Grayson was getting closer and closer to the end of the journal. And then he wrote down a date that made him look up from the page, made him close his eyes.
The interview. Mine and Avery’s. Grayson could recall each question that he and Avery had been asked. He remembered the way Avery’s body had turned toward his, the way he’d let himself look at her, really look at her, in service of letting the world see that the Hawthorne family had accepted Tobias Hawthorne’s chosen heir.
But mostly, Grayson remembered the moment they’d lost control of the narrative—and the way he’d taken that control back.
Pulling her body to his.
Bringing his lips to hers.
For one damn moment, he’d stopped fighting himself. He’d kissed her like kissing her was what he had been born to do, like it was inevitable, like they were. And not long after, everything had exploded.

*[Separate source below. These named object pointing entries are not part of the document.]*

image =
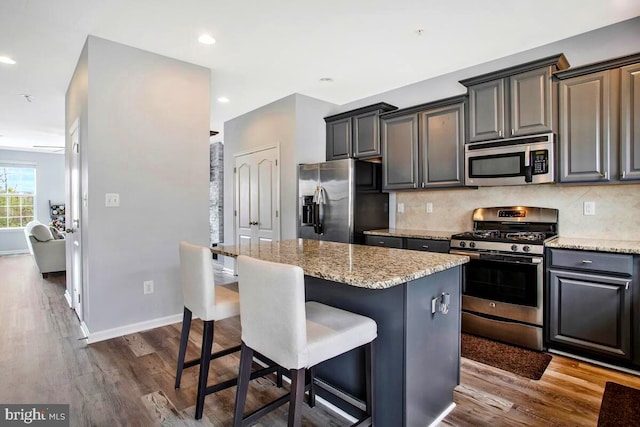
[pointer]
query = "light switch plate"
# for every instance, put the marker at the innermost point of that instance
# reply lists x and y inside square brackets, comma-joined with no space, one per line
[112,200]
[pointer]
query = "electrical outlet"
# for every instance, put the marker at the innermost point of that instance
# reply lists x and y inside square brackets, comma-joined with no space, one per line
[148,286]
[429,207]
[589,208]
[112,200]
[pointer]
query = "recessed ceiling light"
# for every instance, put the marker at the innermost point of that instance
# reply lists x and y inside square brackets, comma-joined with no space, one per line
[206,39]
[7,60]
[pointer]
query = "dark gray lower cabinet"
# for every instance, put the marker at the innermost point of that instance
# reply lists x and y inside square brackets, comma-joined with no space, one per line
[429,245]
[386,241]
[590,313]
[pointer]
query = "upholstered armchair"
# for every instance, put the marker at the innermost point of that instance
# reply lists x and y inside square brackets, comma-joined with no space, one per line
[47,250]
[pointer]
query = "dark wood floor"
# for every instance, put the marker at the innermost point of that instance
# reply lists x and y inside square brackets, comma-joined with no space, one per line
[129,380]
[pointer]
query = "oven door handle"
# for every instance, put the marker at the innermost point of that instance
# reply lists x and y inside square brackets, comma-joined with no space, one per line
[472,255]
[508,259]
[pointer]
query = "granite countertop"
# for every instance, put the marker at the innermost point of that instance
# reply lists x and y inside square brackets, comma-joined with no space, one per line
[599,245]
[419,234]
[356,265]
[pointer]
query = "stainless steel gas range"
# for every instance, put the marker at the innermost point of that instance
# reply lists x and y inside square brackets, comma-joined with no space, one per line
[502,291]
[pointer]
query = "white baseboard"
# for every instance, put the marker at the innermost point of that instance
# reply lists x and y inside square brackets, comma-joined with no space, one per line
[130,329]
[67,296]
[443,415]
[15,252]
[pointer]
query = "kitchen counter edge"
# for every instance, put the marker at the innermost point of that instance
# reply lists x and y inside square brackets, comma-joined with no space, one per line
[393,267]
[597,245]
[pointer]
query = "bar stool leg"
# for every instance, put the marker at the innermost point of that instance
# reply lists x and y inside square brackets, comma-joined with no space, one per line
[184,338]
[279,376]
[296,397]
[246,358]
[205,360]
[311,401]
[370,377]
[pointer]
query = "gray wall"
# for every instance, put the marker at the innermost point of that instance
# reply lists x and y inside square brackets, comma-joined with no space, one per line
[49,186]
[216,192]
[605,43]
[147,121]
[295,124]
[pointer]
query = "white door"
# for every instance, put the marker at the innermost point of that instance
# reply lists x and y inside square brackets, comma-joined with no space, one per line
[74,235]
[257,196]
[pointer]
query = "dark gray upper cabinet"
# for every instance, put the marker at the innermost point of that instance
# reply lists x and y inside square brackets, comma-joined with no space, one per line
[400,152]
[515,101]
[441,146]
[630,122]
[423,146]
[585,130]
[339,139]
[599,115]
[356,133]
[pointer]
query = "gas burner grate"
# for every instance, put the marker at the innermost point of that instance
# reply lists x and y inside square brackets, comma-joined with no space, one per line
[486,234]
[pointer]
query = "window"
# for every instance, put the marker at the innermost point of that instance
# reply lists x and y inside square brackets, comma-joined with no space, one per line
[17,195]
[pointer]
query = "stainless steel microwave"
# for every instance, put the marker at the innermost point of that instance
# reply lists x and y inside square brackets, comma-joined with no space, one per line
[513,161]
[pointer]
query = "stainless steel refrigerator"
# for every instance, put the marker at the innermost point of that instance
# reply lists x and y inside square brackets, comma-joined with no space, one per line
[340,199]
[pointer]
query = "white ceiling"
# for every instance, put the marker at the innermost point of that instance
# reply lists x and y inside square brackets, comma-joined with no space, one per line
[268,49]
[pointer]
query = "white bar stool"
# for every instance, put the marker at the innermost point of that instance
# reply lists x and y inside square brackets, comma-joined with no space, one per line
[277,323]
[210,303]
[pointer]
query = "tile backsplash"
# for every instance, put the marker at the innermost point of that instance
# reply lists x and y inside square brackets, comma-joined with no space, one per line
[617,208]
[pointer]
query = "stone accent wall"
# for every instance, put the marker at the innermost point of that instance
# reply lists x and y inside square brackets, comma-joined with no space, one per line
[216,192]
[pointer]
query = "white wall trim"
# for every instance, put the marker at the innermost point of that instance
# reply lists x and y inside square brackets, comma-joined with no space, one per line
[15,252]
[67,296]
[130,329]
[84,329]
[442,415]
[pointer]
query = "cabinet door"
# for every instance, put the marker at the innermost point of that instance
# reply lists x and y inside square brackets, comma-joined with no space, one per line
[590,312]
[530,102]
[585,113]
[630,122]
[486,111]
[339,139]
[400,152]
[366,135]
[441,148]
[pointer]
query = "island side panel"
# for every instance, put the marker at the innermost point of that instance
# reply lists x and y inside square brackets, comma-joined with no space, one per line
[433,347]
[386,307]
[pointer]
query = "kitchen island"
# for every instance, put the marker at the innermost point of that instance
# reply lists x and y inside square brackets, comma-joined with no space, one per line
[417,351]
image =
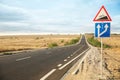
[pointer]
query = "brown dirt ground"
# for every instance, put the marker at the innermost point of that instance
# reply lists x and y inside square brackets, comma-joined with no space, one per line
[112,56]
[26,42]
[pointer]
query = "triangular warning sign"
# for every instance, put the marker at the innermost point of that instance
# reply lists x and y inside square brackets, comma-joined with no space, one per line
[102,15]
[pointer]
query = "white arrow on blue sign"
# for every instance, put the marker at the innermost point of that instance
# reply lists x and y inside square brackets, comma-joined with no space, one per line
[102,29]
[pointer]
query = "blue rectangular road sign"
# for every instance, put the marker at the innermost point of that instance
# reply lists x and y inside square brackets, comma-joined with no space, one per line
[102,29]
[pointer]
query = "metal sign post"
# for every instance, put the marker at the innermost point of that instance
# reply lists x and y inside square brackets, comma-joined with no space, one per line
[101,58]
[102,29]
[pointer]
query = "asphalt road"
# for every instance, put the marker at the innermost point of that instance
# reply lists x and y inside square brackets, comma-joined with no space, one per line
[45,64]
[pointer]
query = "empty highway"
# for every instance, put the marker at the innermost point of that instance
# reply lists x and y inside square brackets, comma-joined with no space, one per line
[43,64]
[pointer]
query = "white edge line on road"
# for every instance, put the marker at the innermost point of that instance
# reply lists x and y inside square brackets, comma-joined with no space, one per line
[65,59]
[59,65]
[23,58]
[80,62]
[72,60]
[48,74]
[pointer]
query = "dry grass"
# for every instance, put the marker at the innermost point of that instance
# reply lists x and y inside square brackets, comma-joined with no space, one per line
[15,43]
[112,55]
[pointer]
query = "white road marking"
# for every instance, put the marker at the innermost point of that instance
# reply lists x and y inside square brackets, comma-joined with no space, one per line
[48,74]
[65,60]
[68,56]
[80,61]
[70,61]
[23,58]
[59,65]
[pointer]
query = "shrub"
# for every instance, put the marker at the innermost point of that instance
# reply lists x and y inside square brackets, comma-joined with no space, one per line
[62,41]
[52,45]
[96,43]
[7,53]
[73,41]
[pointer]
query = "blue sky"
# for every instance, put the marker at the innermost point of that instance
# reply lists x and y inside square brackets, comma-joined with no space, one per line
[54,16]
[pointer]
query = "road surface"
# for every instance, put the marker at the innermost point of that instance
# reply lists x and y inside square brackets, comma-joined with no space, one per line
[45,64]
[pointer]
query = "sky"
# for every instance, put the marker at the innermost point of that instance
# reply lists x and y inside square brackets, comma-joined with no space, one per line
[54,16]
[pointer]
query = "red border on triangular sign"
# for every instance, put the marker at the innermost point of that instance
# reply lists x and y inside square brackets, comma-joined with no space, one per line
[105,12]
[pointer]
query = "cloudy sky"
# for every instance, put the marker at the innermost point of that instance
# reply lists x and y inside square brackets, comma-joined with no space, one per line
[54,16]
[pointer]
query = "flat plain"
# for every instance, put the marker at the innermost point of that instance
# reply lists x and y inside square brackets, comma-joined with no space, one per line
[28,42]
[111,55]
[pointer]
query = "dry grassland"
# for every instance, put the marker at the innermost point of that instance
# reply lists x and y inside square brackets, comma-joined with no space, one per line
[112,55]
[15,43]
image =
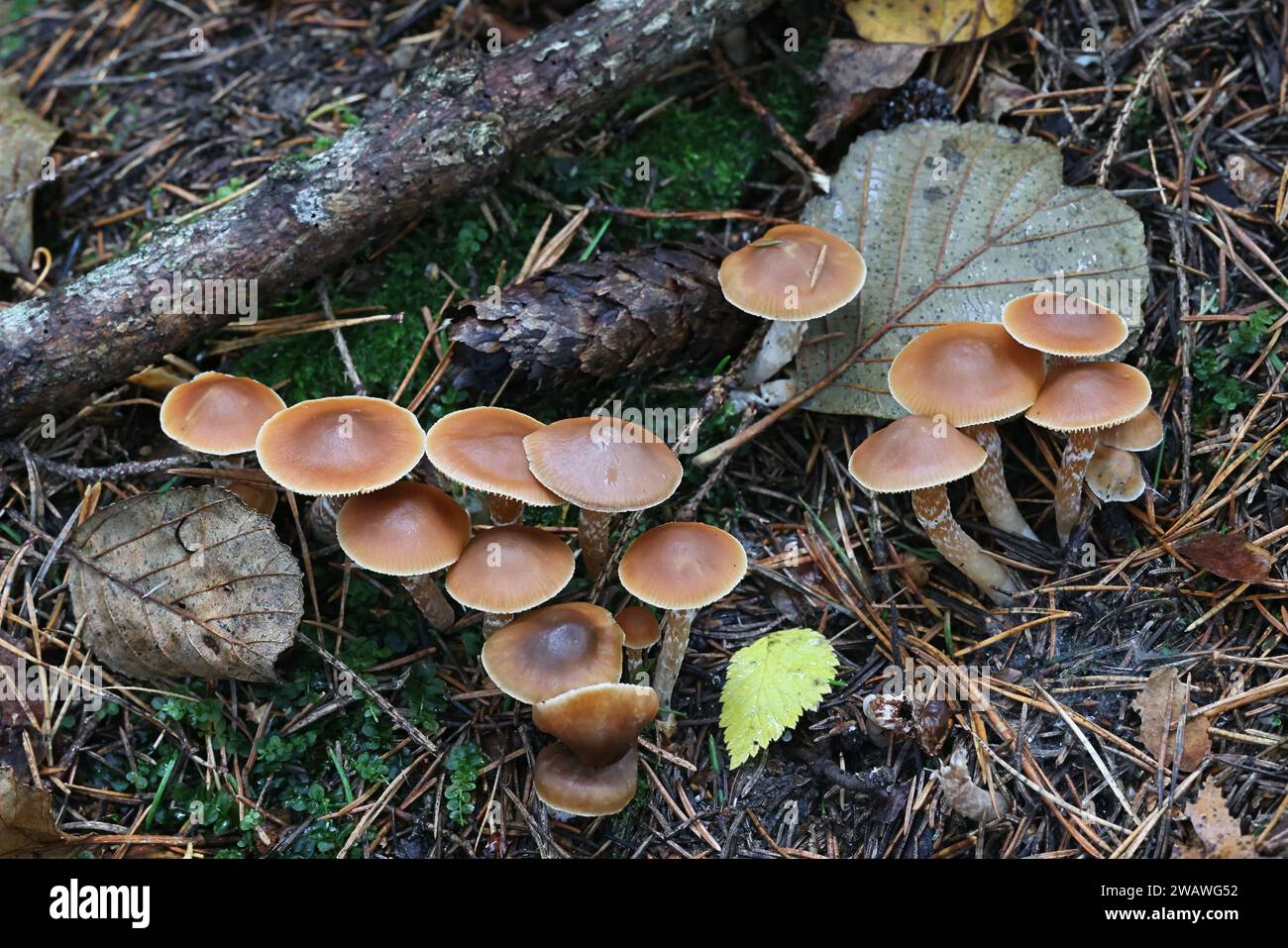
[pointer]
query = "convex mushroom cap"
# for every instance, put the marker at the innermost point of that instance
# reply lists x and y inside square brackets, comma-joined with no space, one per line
[1090,395]
[603,464]
[218,414]
[912,454]
[570,786]
[795,272]
[403,530]
[1061,325]
[509,570]
[554,649]
[336,446]
[597,723]
[482,449]
[971,373]
[683,566]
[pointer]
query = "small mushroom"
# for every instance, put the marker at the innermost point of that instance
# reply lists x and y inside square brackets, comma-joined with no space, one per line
[681,567]
[509,570]
[605,467]
[566,785]
[408,531]
[794,273]
[554,649]
[973,375]
[482,449]
[1081,399]
[1068,327]
[597,723]
[922,455]
[642,631]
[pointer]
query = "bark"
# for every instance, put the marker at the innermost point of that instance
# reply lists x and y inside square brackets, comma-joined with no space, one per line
[458,125]
[619,313]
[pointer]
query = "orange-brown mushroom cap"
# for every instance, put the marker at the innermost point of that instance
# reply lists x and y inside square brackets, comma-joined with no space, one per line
[1090,395]
[404,530]
[639,625]
[554,649]
[794,272]
[970,372]
[912,454]
[482,447]
[567,785]
[1060,325]
[603,464]
[335,446]
[683,566]
[597,723]
[1140,433]
[218,414]
[509,570]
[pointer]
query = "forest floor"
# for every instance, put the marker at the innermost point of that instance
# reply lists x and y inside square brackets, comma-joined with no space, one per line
[294,769]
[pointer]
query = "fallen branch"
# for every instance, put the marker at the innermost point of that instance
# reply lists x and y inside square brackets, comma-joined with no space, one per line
[458,125]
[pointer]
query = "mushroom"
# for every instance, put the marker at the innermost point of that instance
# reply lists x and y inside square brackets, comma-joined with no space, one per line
[568,786]
[329,447]
[922,455]
[1082,398]
[597,723]
[509,570]
[483,449]
[642,631]
[681,567]
[605,467]
[795,272]
[408,531]
[554,649]
[973,375]
[1068,327]
[1115,475]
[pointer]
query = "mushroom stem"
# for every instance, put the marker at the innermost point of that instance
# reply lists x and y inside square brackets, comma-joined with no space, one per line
[931,507]
[1068,488]
[503,510]
[593,530]
[991,483]
[670,657]
[429,599]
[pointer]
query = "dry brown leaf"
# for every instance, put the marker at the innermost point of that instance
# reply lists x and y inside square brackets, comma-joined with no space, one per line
[27,820]
[1220,835]
[185,582]
[1162,706]
[854,76]
[1228,557]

The way it always did. The way it had with Emily. With Avery. With Eve.
Why not you? Grayson forced his eyes open. He let himself stare at the date he’d written down, then he took Sheffield Grayson’s index card, matched its notches up to the notches on the page he was decoding, set the cipher wheel to the appropriate number, based on the withdrawal slip with that date. And then, he decoded, read, and wrote.